Heck in the Cell: Big Bossman v. Undertaker.

This one had "bad idea" written all over it as plain as the eyebrow on Vince Russo's forehead, but that's never stopped them before. Punchy-kicky to start. And that goes on for good long while before they fight outside. Absurdest line of the night, from (who else), Michael Cole the Little Goatee Wearing Bitch: He declares that Hell in a Cell is dangerous because you can get your fingers caught in it. Lawler does me proud by responding to that one for me. Bossman cuffs Taker to the cell as a spontaneous "boring" chant starts. Undertaker does a bladejob best described as a polite concession to the expectations of Philly fans and the match format. Bossman gets rammed to the cage and joins the Gig Club, although really it's about 0.0000004 Muta between them and I've seen menstrual flows that were more inspiring. Someone get these losers some aspirin and a "Best of Muta" tape, STAT. Meanwhile, the ongoing saga of which side of the arena can do a bigger "boring" chant continues. Sadly, I'm not sitting close enough to the rear speakers to make an informed judgment on the matter. UT mercifully tombstones and pins Bossman at 9:46. Call it -***1/2, and that's generous. The Brood rappels from the ceiling and HANGS the Bossman, which was of course forgotten by the next night, because CRASH TV = RATINGS.
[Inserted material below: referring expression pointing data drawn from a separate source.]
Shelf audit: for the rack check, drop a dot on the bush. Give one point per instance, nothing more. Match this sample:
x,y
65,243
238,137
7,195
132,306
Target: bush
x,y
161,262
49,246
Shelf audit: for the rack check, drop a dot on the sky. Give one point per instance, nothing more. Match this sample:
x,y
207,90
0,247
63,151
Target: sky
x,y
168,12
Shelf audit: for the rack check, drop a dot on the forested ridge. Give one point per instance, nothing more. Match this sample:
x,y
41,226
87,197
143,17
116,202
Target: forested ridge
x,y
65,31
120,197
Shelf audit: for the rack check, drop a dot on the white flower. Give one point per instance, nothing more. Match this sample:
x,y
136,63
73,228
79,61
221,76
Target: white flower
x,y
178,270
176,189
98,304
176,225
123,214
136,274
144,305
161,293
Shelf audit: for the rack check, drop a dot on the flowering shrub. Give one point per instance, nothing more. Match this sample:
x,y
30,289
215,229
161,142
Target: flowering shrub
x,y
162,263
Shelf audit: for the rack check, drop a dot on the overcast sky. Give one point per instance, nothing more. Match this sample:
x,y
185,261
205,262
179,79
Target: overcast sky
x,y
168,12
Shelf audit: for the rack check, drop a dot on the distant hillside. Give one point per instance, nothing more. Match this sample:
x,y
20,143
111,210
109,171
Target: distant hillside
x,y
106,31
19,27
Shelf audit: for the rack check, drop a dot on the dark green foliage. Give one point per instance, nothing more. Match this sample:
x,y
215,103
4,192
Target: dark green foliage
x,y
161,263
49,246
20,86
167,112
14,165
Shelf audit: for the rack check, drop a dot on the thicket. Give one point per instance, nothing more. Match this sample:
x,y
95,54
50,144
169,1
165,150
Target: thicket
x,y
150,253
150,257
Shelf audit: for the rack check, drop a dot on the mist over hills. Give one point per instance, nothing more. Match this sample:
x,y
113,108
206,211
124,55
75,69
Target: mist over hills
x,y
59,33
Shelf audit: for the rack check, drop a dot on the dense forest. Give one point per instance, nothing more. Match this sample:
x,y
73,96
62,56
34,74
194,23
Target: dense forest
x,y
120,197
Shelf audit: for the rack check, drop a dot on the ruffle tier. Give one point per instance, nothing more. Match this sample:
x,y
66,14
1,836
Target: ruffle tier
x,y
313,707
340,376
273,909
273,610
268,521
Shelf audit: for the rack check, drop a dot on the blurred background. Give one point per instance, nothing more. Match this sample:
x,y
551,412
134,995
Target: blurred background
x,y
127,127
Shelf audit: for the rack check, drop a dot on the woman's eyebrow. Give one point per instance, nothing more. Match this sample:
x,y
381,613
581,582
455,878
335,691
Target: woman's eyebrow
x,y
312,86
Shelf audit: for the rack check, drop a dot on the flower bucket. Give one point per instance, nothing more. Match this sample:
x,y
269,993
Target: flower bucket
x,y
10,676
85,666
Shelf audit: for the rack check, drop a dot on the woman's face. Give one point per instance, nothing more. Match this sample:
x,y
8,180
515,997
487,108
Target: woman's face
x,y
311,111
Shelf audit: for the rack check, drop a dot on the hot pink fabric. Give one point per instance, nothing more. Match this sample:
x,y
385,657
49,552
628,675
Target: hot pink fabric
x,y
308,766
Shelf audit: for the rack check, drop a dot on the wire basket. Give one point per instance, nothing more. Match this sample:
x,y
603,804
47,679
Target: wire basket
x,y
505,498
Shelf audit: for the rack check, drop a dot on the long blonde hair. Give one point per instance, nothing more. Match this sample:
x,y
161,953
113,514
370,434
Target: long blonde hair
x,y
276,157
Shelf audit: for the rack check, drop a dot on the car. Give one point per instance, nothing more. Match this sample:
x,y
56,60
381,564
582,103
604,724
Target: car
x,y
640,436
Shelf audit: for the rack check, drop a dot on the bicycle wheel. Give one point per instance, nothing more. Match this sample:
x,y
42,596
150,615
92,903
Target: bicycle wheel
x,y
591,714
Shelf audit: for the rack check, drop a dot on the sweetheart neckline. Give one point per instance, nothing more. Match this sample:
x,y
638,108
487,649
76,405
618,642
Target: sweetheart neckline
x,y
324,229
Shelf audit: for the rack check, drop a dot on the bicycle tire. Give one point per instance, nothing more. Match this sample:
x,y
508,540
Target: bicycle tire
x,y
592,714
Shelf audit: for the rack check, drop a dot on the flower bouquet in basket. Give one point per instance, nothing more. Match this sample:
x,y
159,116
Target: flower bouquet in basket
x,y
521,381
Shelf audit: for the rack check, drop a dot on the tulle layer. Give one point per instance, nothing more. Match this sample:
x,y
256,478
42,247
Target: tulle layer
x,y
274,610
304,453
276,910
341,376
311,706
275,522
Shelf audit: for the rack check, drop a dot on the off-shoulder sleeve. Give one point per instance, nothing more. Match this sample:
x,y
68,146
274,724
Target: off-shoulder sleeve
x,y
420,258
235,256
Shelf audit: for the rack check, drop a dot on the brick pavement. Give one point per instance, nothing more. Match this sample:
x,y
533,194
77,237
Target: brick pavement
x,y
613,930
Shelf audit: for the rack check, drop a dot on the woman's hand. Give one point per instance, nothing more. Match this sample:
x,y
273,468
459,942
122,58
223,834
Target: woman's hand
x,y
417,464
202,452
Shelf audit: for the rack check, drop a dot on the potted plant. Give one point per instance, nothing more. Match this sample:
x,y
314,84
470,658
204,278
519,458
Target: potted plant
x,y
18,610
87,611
WWF World title: The Rock v. Steve Austin.

"Stone Cold" Vince McMahon comes out to be special ref, but HBK follows him out and draws the biggest pop of the night. Apparently only people who can pronounce "feces" correctly are allowed to be referees at Wrestlemania, so Vince is left in the cold on that one. Some other guy gets to ref instead. Hey, if YOU care about referee names, CRZ is RIGHT THERE. As for me, anyone who gets knocked out for five minutes from ANYTHING delivered by Billy Gunn isn't worth a name in my recaps. At this point on the DVD, it drops back to the menu and you have the option of listening to Rock or Austin's commentary, or neither. Since both sucked, I choose the last one. Slugfest to start, and they immediately do the WWF Main Eventer Time-Wasting Brawl ™. Austin takes a nasty bump to his knee up at the entranceway, and quick switch to the Austin commentary reveals that it looked worse than it felt. What insight. Back to ringside, where Rock goes through the Spanish table. I wonder if the table is proud of Eddy, too? (We’re all proud of him.)  And I wonder what Carlos and Hugo must think when they have to play along with "LATINO HEEEEEEAT" every week? I think I think too much sometimes. Back in, Rock recovers with Rock Bottom for two. Chair gets involved, ref gets the worst of it. Rock destroys Austin's knee with the chair as ref #2 counts two. Extended chinlock follows. Austin comeback is cut short with a Samoan drop for two. Rock Bottom on the ref takes HIM out of the picture. Stunner on Rock gets…two. Ref #3 has joined us. Vince joins us as well as Rock hits a low blow and Vince decks the ref. "Stone Cold" McMahon beats Austin down in the corner until Mick Foley makes the save and takes over as ref. Austin rolls Rock up for two. Thesz press and running elbow follow, but Rock comes back with another Rock Bottom. People's Elbow misses, Stunner, sionara. Good enough match, although Backlash was much better. ***1/4

The Bottom Line: Boy, the alcohol was sure kind to THIS show last year in the orginal rant. Sobriety and perspective reveals what a load of crap this one really was. Still, X-Pac v. Shane is pretty darn good for a guy who only worked two matches total last year, and Rock v. Austin is solid by default, so it's not a total stinkeroo.

Besides, you just gotta vent sometimes.

Recommended to buy as a DVD, but not for the show, if that makes sense.